À ces emplois directs viennent s’ajouter 23.600 emplois indirects répartis à part égales entre l’amont et l’aval de la chaîne de valeur. Ainsi, «chaque emploi direct dans le Système Coca-Cola en génère 6 autres dans la chaîne de valeur. Au total, ce sont 27.400 emplois qui sont générés par les activités du système, équivalent à plus de 0,3% de l’emploi national tous secteurs confondus». Au-delà du nombre d’emplois directs et indirects, les postes de travail générés dans la chaîne de valeur sont rémunérés au-dessus de la moyenne nationale, selon le management de Coca. Le montant global des salaires distribués dans la chaîne de valeur serait de près de 1,8 MMDH, établissant le salaire moyen au-dessus de 5.000 DH mensuels. Ce «Système Coca-Cola», tout au long de sa chaîne de valeur, générerait 3,5 MMDH de valeur ajoutée, «soit près de 0,4% du PIB du Maroc». Le système à lui seul produit 922 millions de dirhams de valeur ajoutée, contribuant à hauteur de 4,2% au PIB de l’industrie agroalimentaire du pays. «La majeure partie de cette richesse (plus de 50%) est destinée à la rémunération des emplois», selon les porte-paroles de la firme, mais l’auto-plébiscite ne s’arrête pas là. Selon l’étude en question, «1,35 milliard de dirhams de taxes sont payées chaque année par l’ensemble des acteurs, incluant la TVA avec environ 830 millions de dirhams.

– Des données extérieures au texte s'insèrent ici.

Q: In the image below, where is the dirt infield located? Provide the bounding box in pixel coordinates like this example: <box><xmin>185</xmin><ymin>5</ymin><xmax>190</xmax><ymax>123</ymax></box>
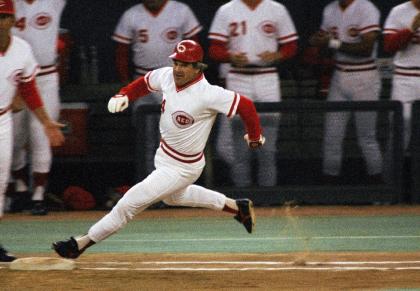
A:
<box><xmin>0</xmin><ymin>206</ymin><xmax>420</xmax><ymax>290</ymax></box>
<box><xmin>0</xmin><ymin>253</ymin><xmax>420</xmax><ymax>290</ymax></box>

Sur les près de 500 millions restants, le système lui-même paye environ 300 millions, dont 180 millions pour la TIC». «La particularité du Système Coca-Cola est de disposer d’une stratégie d’investissement basée sur trois piliers fondamentaux. Le premier est l’innovation. Une grande partie de nos investissements est destinée à l’innovation, ce qui nous a permis d’élargir notre portefeuille de produits avec notamment l’introduction de nouvelles technologies qui n’existaient pas avant dans le pays. Ensuite, nous croyons énormément à la responsabilité sociétale et nous investissons beaucoup pour être au-delà des normes et des lois.. Le troisième pilier est la qualité et donc nous investissons pour garantir la qualité de nos produits», a expliqué Fayçal Zitouni, DG de North Africa Bottling Company (NABC).